What a beatiful call graph! I activated the two settings Relative Cost and Relative to Parent, so the selected function always shows as 100%, and everything else in the graph relates to that. On top of that the graph can be heavily customized. We can set the depth of callers (functions above the selected one) and callees (functions below). Also the minimum cost percentage required to have things show up in the graph at all.

The UI of KCachegrind is a delight to use and to navigate. Any function in any view can be double clicked to switch the context and the panels and panes are customizable. Also it loads and runs very fast.

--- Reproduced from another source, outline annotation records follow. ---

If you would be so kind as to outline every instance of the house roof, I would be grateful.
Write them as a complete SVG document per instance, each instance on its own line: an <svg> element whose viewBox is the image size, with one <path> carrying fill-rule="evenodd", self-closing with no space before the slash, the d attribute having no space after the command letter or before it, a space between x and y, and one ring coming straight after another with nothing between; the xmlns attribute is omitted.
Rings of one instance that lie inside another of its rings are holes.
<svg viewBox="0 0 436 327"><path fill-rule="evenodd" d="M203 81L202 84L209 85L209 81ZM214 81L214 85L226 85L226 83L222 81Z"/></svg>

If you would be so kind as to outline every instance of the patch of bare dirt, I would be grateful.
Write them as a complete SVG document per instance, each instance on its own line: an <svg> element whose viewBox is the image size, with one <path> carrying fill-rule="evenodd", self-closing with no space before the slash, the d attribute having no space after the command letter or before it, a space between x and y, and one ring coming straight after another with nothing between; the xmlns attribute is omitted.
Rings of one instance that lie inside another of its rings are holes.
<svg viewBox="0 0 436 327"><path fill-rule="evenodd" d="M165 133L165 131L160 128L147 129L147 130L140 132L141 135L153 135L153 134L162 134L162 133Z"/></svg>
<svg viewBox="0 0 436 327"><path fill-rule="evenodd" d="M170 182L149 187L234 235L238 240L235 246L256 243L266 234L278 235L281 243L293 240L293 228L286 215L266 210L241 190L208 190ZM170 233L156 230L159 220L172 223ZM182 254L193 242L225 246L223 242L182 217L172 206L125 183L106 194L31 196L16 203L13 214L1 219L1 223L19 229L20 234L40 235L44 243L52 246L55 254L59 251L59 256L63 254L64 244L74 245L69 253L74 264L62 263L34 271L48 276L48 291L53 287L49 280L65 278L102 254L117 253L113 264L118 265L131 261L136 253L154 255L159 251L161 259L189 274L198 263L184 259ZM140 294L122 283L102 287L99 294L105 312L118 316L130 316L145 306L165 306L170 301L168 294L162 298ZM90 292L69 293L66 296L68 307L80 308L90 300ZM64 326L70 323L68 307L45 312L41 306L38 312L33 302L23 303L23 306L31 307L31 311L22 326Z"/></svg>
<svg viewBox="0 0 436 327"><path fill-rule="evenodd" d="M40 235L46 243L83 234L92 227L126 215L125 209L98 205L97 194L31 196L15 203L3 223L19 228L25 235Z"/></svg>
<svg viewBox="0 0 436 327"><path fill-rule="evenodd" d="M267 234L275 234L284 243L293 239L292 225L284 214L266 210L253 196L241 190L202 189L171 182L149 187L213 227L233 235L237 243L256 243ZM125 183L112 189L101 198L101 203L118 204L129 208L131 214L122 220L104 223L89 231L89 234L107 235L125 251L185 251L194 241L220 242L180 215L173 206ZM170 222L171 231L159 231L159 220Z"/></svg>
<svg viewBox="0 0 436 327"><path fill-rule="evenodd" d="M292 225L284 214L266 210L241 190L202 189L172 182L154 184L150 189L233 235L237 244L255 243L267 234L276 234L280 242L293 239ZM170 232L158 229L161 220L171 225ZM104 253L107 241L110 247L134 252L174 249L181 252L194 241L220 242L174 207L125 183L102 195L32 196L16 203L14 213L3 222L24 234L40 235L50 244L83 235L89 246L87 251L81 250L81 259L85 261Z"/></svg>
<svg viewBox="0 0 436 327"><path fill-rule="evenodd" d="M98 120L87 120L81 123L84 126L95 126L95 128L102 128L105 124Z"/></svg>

Callee Map in KCachegrind Whoa what a view! Although I rarely use the Callee Map when analyzing a profile, I love looking at it. Just like the call graph it has a bunch of options accessible by right clicking the view. It just shows that there are many ways profiling data can be looked at with KCachegrind.

The other tabs have lists of callers and callees both only direct connections and full recursive.

Going deeper

So the last two views I wanted to show off are the source code and machine code views.

Code view in KCachegrind

Unfortunately there is no code highlighting but the source code view is still very useful. The cool thing with having both source code view and machine code view open is that the cursors of the two views are synchronized. So scrolling through the lines in one view scrolls along in the other one. That makes it very easy to see how the compiler optimized our code, what was inlined or reordered. So helpful!

Getting the machine code view up and running on Windows is a bit tricky. First Callgrind needs to be run with the --dump-instr=yes option. Then QCachegrind checks the existence of the file name of the binary so you need to create the same path on Windows on the drive QCachegrind is running as was used when running Callgrind on Linux. Even an empty file having the same name and path as the used executable binary is fine. The last part is the trickiest. KCachegrind uses the native objdump tool to fetch the machine code disassembly. Getting this up and running on Windows would be crazy, I think (probably requires building your own cross compile GCC suite). So I went another route. I created a tiny Windows command line application which all it does, is to call objdump over a PuTTY ssh connection as if it were run locally. Then I placed this Windows application into the QCachegrind directory and named it “objdump.exe”. And TADA, the machine code shows up! Check my other post about command line application tunneling for source and code further explanation.


Now this post has gotten quite long even without any actual advice on how to read the profiler output. But I think just seeing the possibilities coming from a good call graph generator and viewer can be quite eye opening. At least it was for me when I started to use this approach to performance profiling. Maybe in a future post I can get into more detail if I can find a good extractable example in my spare time programming code.